Na declaração final da 14ª Assembleia Parlamentar Conjunta entre os países ACP (África, Caraíbas e Pacífico) e a União Europeia, que decorreu em Vanuatu, ficou expressa “a preocupação com o uso excessivo de Dispositivos de Agregação de Pescado flutuantes (FAD) por embarcações de pesca industrial, que mantêm os mananciais longe das ZEEs e das águas territoriais dos  países”.

Estes dispositivos são utilizados aos milhares nos oceanos Pacífico, Índico e Atlântico, havendo a suspeita, com fundamento científico, que esta utilização esteja a inibir as grandes migrações, impedindo, desta forma, que os tunídeos subam tanto em latitude, prejudicando ilhas como as dos Açores.

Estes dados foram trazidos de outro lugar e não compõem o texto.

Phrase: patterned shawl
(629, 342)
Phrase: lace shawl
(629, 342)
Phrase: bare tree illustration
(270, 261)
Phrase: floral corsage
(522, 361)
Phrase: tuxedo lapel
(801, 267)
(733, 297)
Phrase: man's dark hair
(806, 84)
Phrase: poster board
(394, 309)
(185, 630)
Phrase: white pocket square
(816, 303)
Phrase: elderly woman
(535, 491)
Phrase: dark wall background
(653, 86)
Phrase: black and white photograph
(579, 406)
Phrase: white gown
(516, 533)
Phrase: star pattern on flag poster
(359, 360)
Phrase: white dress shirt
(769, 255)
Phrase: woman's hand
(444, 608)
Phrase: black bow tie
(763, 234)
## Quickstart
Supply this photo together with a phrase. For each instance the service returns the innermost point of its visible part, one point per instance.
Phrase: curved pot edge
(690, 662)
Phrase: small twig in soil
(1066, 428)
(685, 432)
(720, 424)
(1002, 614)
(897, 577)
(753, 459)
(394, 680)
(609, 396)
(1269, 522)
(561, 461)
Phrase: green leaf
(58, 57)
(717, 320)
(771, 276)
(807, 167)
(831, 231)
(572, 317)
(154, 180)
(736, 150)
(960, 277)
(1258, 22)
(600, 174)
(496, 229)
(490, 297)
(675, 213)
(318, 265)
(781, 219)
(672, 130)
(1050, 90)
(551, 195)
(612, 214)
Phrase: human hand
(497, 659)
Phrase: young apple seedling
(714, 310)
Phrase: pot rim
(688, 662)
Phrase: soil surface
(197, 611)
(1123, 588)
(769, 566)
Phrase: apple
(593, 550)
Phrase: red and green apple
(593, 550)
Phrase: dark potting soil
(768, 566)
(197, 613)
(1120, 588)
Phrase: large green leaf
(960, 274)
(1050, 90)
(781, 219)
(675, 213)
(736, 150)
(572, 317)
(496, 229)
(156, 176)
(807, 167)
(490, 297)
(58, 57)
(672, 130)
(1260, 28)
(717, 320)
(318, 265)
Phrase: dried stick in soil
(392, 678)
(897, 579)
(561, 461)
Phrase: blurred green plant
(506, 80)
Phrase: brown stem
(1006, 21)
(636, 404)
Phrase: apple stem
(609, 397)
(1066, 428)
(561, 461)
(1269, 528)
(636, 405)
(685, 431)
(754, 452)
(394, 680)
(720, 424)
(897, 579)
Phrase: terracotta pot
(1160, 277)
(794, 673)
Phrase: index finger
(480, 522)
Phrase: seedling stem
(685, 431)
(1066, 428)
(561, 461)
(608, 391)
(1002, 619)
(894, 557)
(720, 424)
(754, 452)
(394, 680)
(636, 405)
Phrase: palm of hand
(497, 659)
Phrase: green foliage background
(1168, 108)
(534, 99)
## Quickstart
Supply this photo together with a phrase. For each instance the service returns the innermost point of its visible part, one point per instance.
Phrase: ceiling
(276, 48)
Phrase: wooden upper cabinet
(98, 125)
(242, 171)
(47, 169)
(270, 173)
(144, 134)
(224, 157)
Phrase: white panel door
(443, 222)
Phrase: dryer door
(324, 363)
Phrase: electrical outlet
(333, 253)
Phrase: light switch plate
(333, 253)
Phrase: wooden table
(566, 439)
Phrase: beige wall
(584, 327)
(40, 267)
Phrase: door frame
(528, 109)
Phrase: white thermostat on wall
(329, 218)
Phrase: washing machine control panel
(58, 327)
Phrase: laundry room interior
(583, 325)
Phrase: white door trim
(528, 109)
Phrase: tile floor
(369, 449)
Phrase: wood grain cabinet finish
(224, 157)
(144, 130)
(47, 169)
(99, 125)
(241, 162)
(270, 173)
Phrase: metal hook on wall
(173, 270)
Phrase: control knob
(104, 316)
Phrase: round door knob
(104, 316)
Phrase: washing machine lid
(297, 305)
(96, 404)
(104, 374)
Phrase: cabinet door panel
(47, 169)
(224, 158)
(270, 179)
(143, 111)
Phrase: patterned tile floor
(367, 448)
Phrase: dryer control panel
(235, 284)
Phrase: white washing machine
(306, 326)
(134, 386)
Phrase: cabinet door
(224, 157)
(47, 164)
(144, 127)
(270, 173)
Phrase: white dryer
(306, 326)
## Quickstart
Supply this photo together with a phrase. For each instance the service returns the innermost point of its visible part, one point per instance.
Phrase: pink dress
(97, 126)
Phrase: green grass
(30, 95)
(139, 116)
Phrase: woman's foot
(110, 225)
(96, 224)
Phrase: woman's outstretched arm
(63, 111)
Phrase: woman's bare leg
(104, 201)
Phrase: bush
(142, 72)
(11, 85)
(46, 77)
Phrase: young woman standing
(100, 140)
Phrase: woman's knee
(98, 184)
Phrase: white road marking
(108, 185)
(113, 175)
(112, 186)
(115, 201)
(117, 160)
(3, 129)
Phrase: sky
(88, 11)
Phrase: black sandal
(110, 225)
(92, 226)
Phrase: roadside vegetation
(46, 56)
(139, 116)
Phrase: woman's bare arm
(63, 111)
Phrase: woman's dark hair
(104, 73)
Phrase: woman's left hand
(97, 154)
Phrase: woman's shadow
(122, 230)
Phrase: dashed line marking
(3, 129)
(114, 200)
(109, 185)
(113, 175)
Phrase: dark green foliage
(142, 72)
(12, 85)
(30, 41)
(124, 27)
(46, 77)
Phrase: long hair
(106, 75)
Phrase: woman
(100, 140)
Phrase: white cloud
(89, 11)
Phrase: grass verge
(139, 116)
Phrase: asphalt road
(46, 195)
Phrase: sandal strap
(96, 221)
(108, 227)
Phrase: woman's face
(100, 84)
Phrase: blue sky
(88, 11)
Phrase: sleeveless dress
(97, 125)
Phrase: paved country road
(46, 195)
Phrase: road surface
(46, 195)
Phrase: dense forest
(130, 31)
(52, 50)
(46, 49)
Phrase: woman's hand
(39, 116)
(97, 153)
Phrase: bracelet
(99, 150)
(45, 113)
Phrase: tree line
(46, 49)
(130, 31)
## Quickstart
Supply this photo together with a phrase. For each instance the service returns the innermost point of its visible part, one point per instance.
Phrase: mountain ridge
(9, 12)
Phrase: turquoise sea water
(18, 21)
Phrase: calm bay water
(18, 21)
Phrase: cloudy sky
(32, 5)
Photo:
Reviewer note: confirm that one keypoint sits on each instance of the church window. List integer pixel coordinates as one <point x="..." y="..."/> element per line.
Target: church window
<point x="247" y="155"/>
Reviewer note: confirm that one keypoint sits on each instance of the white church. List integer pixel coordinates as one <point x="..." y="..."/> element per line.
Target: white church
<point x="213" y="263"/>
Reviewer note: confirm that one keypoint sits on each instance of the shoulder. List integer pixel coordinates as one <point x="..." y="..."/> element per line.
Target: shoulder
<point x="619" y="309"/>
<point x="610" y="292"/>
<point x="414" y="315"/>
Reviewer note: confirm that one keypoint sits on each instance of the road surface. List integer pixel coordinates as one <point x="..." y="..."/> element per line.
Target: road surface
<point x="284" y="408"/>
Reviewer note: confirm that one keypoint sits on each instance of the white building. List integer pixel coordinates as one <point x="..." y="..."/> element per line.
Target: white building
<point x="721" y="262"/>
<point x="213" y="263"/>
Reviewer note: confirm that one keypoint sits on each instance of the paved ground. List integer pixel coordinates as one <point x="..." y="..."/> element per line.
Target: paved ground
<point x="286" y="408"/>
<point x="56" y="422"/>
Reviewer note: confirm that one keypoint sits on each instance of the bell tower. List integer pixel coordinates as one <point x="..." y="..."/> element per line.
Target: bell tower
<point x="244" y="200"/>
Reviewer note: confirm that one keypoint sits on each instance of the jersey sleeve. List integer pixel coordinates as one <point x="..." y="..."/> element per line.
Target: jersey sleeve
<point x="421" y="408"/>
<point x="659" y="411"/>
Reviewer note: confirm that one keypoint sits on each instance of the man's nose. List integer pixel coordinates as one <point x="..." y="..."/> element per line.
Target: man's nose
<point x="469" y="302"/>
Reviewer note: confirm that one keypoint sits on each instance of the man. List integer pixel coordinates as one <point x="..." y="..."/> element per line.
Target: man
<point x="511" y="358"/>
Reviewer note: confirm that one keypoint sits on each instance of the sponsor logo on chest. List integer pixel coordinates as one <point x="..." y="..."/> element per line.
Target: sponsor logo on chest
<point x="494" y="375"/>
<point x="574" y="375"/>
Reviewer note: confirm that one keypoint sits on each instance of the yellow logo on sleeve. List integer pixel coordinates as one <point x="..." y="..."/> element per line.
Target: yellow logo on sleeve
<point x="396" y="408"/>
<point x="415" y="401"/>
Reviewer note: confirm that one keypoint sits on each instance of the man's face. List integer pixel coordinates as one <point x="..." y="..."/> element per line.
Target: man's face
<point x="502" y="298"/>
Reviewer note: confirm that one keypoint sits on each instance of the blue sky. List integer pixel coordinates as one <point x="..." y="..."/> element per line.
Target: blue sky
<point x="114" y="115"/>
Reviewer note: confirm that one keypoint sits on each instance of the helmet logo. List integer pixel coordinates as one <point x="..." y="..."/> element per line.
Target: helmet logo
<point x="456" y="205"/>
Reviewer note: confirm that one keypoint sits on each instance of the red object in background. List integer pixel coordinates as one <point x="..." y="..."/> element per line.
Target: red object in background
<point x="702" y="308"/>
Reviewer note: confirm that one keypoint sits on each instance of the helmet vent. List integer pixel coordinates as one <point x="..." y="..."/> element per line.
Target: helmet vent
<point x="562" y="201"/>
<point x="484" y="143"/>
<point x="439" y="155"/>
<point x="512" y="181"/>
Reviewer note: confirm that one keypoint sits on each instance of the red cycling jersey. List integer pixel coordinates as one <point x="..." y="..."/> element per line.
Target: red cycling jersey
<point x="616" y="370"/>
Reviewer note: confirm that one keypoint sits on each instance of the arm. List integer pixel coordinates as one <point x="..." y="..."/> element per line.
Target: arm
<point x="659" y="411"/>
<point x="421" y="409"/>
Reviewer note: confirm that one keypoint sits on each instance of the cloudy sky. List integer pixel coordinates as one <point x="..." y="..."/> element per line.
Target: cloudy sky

O eurodeputado açoriano Ricardo Serrão Santos, que moderou o painel “A economia azul e a governação marinha, incluindo as pescas” chamou a atenção para a “necessidade de compreender de forma mais aprofundada os impactos decorrentes da utilização de FADs e, entretanto, limitar a sua utilização”. No caso do Oceano Atlântico, o eurodeputado socialista receia que a utilização de FADs a Sul dos Açores esteja a impedir a sua circulação até ao arquipélago. Serrão Santos tem, a este propósito, desenvolvido um conjunto de iniciativas que alertam para esta questão das quais se destacam, logo em 2014, pouco depois de tomar posse, o envio de uma comunicação à Comissão em que afirmou que estes dispositivos “atrasam e alteram a circulação dos cardumes de pescado”, e em outubro o envio de uma pergunta à Comissão onde manifestou as preocupações recorrentes da frota de salto e vara dos Açores e da Madeira.

O consenso que envolveu todos os Eurodeputados e os deputados dos países da África, Caraíbas e Pacífico é um passo político relevante e significativo. O aumento do número de Estados que se manifestam preocupados com a utilização excessiva destes dispositivos e a suas tão diferentes geografias podem constituir um importante contributo para que seja decidido a breve trecho um uso mais restritivo de FADs.